HLA-haploidentical T-cell receptor αβT/B-cell-depleted stem cell transplantation for Fanconi anemia.

HLA-haploidentical stem cell transplantation (haplo-SCT) using post-transplant high-dose cyclophosphamide (PT-CY) is an alternative choice when a suitable donors is unavailable. However, PT-CY is difficult in patients with Fanconi anemia (FA) due to their high vulnerability to alkylating agents. For FA, we prefer haplo-SCT by T-cell receptor αβT-cell and B-cell depletion (αβT/B-depleted haplo-SCT), which can reduce the risks of PT-CY-related complications and graft-versus-host disease (GVHD).

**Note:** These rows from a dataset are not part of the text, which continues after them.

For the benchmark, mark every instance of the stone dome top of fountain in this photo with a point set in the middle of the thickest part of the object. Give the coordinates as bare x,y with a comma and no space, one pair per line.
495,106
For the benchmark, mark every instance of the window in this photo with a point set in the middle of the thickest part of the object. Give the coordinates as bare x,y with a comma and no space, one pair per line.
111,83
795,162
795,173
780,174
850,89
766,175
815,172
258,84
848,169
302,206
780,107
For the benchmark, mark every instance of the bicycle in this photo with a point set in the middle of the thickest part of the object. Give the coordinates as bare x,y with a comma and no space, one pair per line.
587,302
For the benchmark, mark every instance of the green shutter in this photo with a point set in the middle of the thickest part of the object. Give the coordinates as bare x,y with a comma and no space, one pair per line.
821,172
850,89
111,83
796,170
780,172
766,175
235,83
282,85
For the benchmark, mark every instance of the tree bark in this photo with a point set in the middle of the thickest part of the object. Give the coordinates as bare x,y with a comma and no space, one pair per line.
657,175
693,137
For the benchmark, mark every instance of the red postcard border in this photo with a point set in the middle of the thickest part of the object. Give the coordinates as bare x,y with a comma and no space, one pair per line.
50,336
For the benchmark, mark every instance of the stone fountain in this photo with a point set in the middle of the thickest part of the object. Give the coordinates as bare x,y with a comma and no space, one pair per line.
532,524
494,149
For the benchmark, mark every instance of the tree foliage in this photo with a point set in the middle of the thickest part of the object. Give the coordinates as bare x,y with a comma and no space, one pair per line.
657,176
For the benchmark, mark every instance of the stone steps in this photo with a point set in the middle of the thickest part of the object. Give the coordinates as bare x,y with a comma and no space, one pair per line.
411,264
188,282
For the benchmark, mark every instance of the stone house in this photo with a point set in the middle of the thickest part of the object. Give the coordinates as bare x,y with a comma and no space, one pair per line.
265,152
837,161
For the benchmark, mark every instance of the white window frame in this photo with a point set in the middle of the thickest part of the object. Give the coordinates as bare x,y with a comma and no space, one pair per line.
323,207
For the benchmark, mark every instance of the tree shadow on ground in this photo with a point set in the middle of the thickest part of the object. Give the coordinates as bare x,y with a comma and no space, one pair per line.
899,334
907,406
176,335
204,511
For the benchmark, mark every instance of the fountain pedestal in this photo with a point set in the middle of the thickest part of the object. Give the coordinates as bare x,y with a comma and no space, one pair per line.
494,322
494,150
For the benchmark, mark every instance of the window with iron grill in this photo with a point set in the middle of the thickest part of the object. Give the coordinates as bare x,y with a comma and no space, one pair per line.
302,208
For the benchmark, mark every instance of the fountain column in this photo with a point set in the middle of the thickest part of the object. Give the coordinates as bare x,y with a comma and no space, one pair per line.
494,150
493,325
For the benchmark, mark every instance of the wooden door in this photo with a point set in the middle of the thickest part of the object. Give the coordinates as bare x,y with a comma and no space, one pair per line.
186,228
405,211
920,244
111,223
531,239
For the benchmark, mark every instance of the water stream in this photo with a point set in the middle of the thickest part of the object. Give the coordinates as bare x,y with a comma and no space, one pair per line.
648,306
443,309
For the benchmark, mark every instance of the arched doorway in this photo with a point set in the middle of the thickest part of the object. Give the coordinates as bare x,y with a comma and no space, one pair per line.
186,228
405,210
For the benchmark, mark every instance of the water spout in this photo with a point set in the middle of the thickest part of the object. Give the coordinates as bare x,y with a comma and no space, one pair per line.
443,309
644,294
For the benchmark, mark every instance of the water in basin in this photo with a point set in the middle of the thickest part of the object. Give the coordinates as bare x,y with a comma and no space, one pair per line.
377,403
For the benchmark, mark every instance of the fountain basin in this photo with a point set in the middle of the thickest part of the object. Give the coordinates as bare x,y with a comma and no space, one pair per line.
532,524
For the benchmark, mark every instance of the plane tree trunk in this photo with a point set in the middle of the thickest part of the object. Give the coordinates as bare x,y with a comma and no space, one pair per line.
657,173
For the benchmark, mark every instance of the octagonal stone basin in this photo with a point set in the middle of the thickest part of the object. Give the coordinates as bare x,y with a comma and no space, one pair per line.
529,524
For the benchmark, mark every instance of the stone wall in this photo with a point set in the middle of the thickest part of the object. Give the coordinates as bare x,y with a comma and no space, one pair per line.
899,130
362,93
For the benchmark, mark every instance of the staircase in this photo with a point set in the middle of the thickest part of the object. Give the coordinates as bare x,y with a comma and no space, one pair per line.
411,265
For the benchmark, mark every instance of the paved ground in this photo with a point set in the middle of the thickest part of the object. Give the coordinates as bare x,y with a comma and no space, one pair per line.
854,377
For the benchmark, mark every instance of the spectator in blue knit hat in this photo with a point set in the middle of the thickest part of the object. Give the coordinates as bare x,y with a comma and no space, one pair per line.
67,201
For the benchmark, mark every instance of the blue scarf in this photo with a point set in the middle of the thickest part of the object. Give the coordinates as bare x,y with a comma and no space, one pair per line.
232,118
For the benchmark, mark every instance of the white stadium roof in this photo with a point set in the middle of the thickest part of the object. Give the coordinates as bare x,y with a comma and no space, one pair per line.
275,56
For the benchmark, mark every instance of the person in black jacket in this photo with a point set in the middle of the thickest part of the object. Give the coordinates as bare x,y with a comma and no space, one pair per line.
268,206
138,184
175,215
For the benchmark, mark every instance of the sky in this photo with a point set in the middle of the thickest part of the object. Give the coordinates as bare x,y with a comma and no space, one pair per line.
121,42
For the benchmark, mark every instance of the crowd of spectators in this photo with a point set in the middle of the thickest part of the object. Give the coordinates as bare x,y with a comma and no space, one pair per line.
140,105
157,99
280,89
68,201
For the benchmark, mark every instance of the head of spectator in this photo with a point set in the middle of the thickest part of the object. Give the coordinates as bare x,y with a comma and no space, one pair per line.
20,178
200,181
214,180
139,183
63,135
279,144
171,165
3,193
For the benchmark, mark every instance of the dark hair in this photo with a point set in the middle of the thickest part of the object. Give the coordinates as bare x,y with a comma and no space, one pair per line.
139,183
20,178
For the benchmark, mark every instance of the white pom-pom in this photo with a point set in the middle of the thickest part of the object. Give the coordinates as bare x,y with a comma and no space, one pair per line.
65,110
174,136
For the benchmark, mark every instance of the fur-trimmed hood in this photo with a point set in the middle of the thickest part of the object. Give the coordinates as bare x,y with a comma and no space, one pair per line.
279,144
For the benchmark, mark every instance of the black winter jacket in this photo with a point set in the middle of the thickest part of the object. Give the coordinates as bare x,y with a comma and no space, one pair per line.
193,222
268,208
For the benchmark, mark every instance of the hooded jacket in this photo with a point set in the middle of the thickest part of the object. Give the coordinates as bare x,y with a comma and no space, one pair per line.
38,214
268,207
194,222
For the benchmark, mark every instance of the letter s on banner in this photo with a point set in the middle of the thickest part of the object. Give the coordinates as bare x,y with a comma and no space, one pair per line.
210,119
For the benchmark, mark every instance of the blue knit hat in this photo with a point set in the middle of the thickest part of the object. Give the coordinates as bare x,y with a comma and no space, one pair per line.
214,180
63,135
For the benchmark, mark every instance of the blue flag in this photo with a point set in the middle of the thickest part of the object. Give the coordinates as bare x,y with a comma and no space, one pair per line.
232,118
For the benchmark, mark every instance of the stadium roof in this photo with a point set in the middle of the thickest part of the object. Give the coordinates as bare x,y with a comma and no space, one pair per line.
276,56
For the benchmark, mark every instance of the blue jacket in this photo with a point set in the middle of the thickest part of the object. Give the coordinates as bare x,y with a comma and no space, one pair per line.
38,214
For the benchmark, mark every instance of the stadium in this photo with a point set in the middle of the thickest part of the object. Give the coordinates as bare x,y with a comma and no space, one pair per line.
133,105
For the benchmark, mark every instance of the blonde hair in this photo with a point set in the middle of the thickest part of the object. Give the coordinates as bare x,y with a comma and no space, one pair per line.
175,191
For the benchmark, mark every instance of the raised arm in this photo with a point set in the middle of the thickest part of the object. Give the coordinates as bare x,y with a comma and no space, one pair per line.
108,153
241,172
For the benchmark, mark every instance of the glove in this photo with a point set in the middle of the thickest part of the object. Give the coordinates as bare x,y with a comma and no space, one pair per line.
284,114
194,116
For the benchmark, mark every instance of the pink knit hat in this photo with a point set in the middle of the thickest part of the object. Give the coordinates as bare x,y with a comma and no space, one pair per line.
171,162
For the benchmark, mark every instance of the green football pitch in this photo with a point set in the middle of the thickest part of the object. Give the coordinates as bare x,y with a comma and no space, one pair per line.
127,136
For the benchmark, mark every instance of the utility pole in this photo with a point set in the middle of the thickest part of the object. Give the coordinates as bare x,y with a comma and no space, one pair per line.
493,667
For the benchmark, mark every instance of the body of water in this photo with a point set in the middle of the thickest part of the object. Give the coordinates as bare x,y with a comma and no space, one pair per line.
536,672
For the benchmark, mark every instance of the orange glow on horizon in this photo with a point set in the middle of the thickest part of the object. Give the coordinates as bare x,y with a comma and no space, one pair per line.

An 11-year-old boy with diagnosed FA (FANCG mutation) and bone marrow failure was to receive αβT/B-depleted haplo-SCT from his father (HLA 4/8 allele matched) due to absence of an HLA-matched donors. αβT/B-depleted peripheral blood stem cells (CD34 + cell count, 1.17 × 10 7 /kg; αβ + T-cell count, 1.3 × 10 5 /kg) were infused following conditioning consisting of fludarabine (150 mg/m 2 ), cyclophosphamide (40 mg/kg), anti-thymocyte globulin (5 mg/kg), rituximab (375 mg/m 2 ), and thoraco-abdominal irradiation (3 Gy). Tacrolimus was used for GVHD prophylaxis until day + 30. Neutrophil engraftment was achieved on day + 9, and complete chimerism was confirmed on days + 28 and + 96. At 12-month post-SCT, the patient was well without GVHD or any other complications. αβT/B-depleted haplo-SCT is a good choice not only for patients unsuitable for PT-CY, but also for all pediatric recipients to reduce SCT-related complications.